The insulin-dependent tyrosine kinase activity (TKA) of the insulin receptor (IR) plays an essential role in insulin signaling. Thus, dysregulation of IR-TKA might be an important element in the states of insulin resistance. A phosphorylated rat hepatic glycoprotein (pp63) acting as an inhibitor of IR-TK has been described. In search of the human homolog of pp63, we isolated a cDNA clone from a human liver lambda gt11 cDNA library. DNA sequence analysis reveals identity with the mRNA product of a human gene AHSG encoding a serum protein, alpha(2)-Heremans Scmid-glycoprotein (alpha(2)HSG), with heretofore unknown physiological function.
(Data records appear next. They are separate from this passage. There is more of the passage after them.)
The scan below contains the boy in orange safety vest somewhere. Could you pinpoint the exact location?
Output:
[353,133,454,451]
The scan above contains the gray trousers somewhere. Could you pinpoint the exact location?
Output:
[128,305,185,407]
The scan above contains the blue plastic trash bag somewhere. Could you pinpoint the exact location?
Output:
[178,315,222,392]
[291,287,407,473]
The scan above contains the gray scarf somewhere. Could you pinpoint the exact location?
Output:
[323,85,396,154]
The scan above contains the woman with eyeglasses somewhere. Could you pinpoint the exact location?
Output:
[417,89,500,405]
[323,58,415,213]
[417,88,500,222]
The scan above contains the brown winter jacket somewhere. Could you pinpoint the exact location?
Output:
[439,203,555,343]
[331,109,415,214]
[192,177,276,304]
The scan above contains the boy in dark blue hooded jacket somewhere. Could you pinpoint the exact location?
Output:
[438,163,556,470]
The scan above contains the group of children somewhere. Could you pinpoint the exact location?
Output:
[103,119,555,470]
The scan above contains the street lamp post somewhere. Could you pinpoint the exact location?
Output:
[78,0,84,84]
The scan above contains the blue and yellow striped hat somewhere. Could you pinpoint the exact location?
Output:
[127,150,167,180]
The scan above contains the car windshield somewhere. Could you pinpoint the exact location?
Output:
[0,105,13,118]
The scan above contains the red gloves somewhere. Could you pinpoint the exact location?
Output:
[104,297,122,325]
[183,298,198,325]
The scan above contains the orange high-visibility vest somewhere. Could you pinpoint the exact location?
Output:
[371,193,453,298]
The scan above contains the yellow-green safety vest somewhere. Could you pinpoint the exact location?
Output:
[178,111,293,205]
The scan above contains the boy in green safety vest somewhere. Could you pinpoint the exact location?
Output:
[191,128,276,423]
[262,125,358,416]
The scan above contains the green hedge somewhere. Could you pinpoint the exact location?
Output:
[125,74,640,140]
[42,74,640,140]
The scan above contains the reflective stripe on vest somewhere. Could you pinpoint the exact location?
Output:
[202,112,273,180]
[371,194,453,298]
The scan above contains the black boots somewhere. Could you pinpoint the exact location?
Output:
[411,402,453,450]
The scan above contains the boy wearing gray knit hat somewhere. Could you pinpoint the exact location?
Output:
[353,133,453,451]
Northern blot analysis demonstrates a 1.8-kilobase mRNA in human liver and HepG2 hepatoma cells. alpha(2)HSG, purified from human serum, specifically inhibits insulin-stimulated IR autophosphorylation in vitro and in vivo as well as exogenous substrate tyrosine phosphorylation. alpha(2)HSG also inhibits both insulin-induced tyrosine phosphorylation of IRS-1 and the association of IRS-1 with the p85 subunit of phosphatidylinositol-3 kinase in H-35 hepatoma cells. alpha(2)HSG inhibits insulin-dependent mitogenesis, but does not affect insulin-stimulated induction of the metabolic enzyme tyrosine aminotransferase. alpha(2)HSG does not compete with insulin for binding to IR. Finally, the action of alpha(2)HSG is specific toward the IR-TK; its effect does not extend to insulin-like growth factor-I-stimulated TKA. Our results allow us to assign a biochemical function for human alpha(2)HSG, namely regulation of insulin action at the IR-TK level.